Tuesday, November 6, 2007

The Species Crown


I just finished reading Curtis Smith's The Species Crown a couple of days ago, and as far as glowing reviews go, let's just say that it inspired me to start this blog. Before I go on, though, a bit of background is in order: I met Curt a year or so ago when we were both doing a reading at the University of Pennsylvania's Kelly Writers' House. The program for the evening included a number of writers who'd had work published in Philadelphia Stories magazine (an excellent free publication highlighting works of writers from the Philadelphia area), and Curt's piece was a touching memoir about the birth of his first child. More recently, I saw Curt at a local writers conference, and he was talking about the value of small presses and where they fit into the big picture of the publishing scene. Intrigued, I thought I'd take a look at his own work in the small press field, so I ordered a copy of his collection of short stories, The Species Crown, from his publisher, Press 53.

And I loved it.

What Smith does especially well throughout his book is to combine pathos and comedy. Without fail, his protagonists aren't simply flawed; they are failures. Failures at jobs, failures at love, failures at life in general. And not just failures either, but grandiose failures, masters of failure, failure virtuosos. In one piece, a petty criminal can't even manage to get a fair shake on a heist that he organized. In another, a bush-league basketball player hits rock bottom when his team falls apart during a tour of Japan. And the novella that lends its name to the collection, "The Species Crown," opens with the protagonist losing his job and moving in with a severely handicapped cousin whose brain injury occurred as a direct result of the protagonist's carelessness.

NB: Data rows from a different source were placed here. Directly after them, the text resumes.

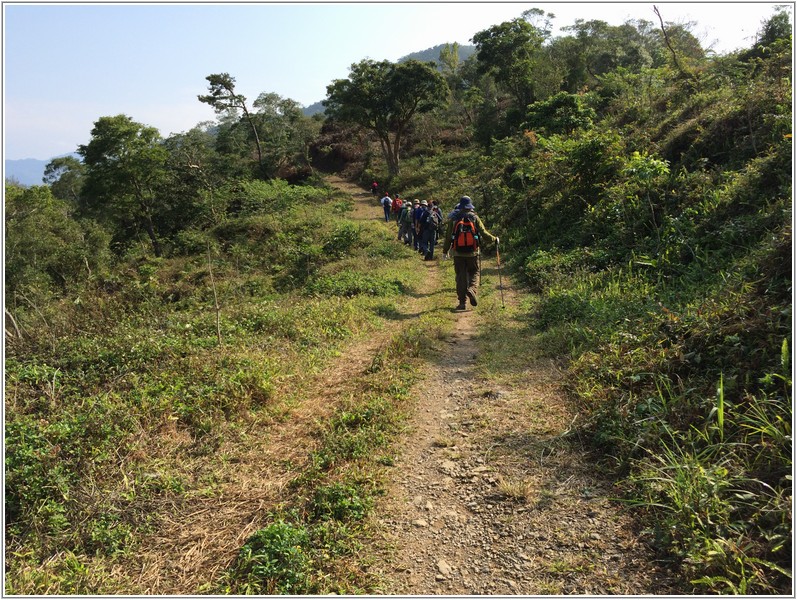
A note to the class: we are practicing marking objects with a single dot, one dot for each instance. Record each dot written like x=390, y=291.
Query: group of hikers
x=421, y=225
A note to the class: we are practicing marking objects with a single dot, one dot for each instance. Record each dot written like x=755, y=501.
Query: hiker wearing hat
x=464, y=232
x=396, y=210
x=417, y=210
x=421, y=226
x=405, y=223
x=431, y=221
x=386, y=203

By placing his protagonists at the end of their respective ropes, Smith does an important thing as far as storytelling goes: he forces them to find new ropes. And as they grasp madly and (more often than not) blindly at potential lifelines, his characters come alive. The petty criminal murders his partner. The basketball player finds a job as an actor, donning a rubber suit and playing Godzilla in Japanese monster movies. The protagonist who lost his job... Well, he has to deal with a lot of issues. But the point is that the solutions in each of these cases invariably open doors to more challenges, and Smith's characters deal with them in realistic and often heartbreakingly comedic ways. This, I think, is the beauty of Smith's work. Time and again, his fiction demonstrates that we are human, we are frail, we are flawed, and we are funny despite (or perhaps because of) it all.